The past few days, LDS news has been almost clogged with stories about the Rev. Jeffress comment about The Church of Jesus Christ of Latter-day Saints. There have been a lot of great stories, and many people have stood up for the Church with only good things to say.
Of the stories, one that interested me most was Jeffress's interview with Anderson Cooper, partly because I thought Cooper did an excellent job reporting the facts and standing up for the Church. The other reason I was interested was because Jeffress tried to clarify what he meant when he used the term cult:
“When I talk about a cult, Anderson, I’m talking about a theological cult, as opposed to a sociological cult. You know, theologically, a cult is a religion that has a human founder versus a divine founder. . . . Secondly, cults tend to look at other religious texts outside the Bible for their guidance.”
It was the first time I heard that description of the term.
First of all, Jeffress’s interview with Cooper is a spectacular example of backpedaling; he was trying to make it sound as if he didn’t really intend for people to take the word “cult” to mean the pejorative sense of the term, but I’m sure he knew the effect it would have. Since he is one who uses words to make a living and convince people of his beliefs, I find it hard to believe he didn’t intend to insult, and I doubt he would ever retract his comment for its effect.
Still, as I listened to him explaining cult academically, and later read an Evangelical's commentary on whether Mormons are "Christian" or not, it made me wonder if, when some academics use these descriptions, we misunderstand their meaning.
Jeffress is correct in implying that there is a “neutral” use of the term cult (in fact, academics are trying to neutralize the term for academic discourse), as well as a “negative” form of the word (which is what most people think of). This is also true for the classification “Christian” vs. “non-Christian”—when people say Mormons are not Christian, we typically think they don’t believe we follow Christ. But, as the evangelical I cited above (Richard Mouw) explains, academics use “non-Christian” to describe faiths with respect to historical Christianity (for example, belief in the Trinity).

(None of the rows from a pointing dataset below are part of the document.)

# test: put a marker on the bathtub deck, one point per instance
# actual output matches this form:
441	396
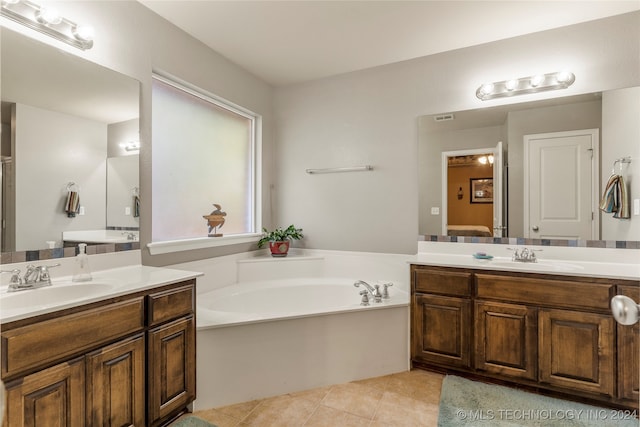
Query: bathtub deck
408	398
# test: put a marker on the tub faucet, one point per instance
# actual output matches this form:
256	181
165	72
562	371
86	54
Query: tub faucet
525	255
373	290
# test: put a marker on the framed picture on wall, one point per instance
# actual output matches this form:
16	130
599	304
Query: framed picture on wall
481	190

Mouw, in fact, does a great job of explaining from the get-go what he means when he says “Christian,” and even though he says he doesn’t know yet if he can call Mormons Christians, he acknowledges that we are genuine followers of Jesus Christ.
I’m not saying I agree with either of them in their classifications—obviously we believe that the Church was RESTORED by Joseph Smith, not founded by him, and if one looks purely at the way the Bible describes Christians, there should be no debate that Mormons are Christians, regardless of history or tradition. But understanding the terms from an outsider’s academic perspective, their use makes more sense than the common meanings of the terms.
I wonder if some people use these words in a more academic aspect ("cult" is simply something founded by a person, and "non-Christian" simply describes the religion's relationship to historical Christianity), and the general population misunderstands their meaning.
The take home message: I think some people use these terms and are not trying to be as insulting as they seem to be.
A few notes in closing:
(1) I’m sure some people use those terms because they COUNT on people misunderstanding them and either hope to cause a stir or hope to scare people into following their edicts.
(2) I think academics who don’t mean to cause problems either need to start using other non-pejorated terms to describe these circumstances to the general public, or they need to explain themselves fully whenever they DO use them in an academic sense (like the evangelical listed above who describes what he means when he debates whether Mormons are Christians in the traditional sense).
(3) I acknowledge that I might be giving people too much credit. Either way, though, I think we can take something from this: when this happens, we do what we can to inform others about the truth, and then we TAKE IT IN STRIDE. (Michael Otterson just wrote an excellent column for the Washington Post on how we respond to these claims.) This won’t be the last time someone says something like this—and rather than spend a lot of time getting upset and offended, we can work toward a time when most people really understand that we follow Jesus Christ as our Savior and the son of God.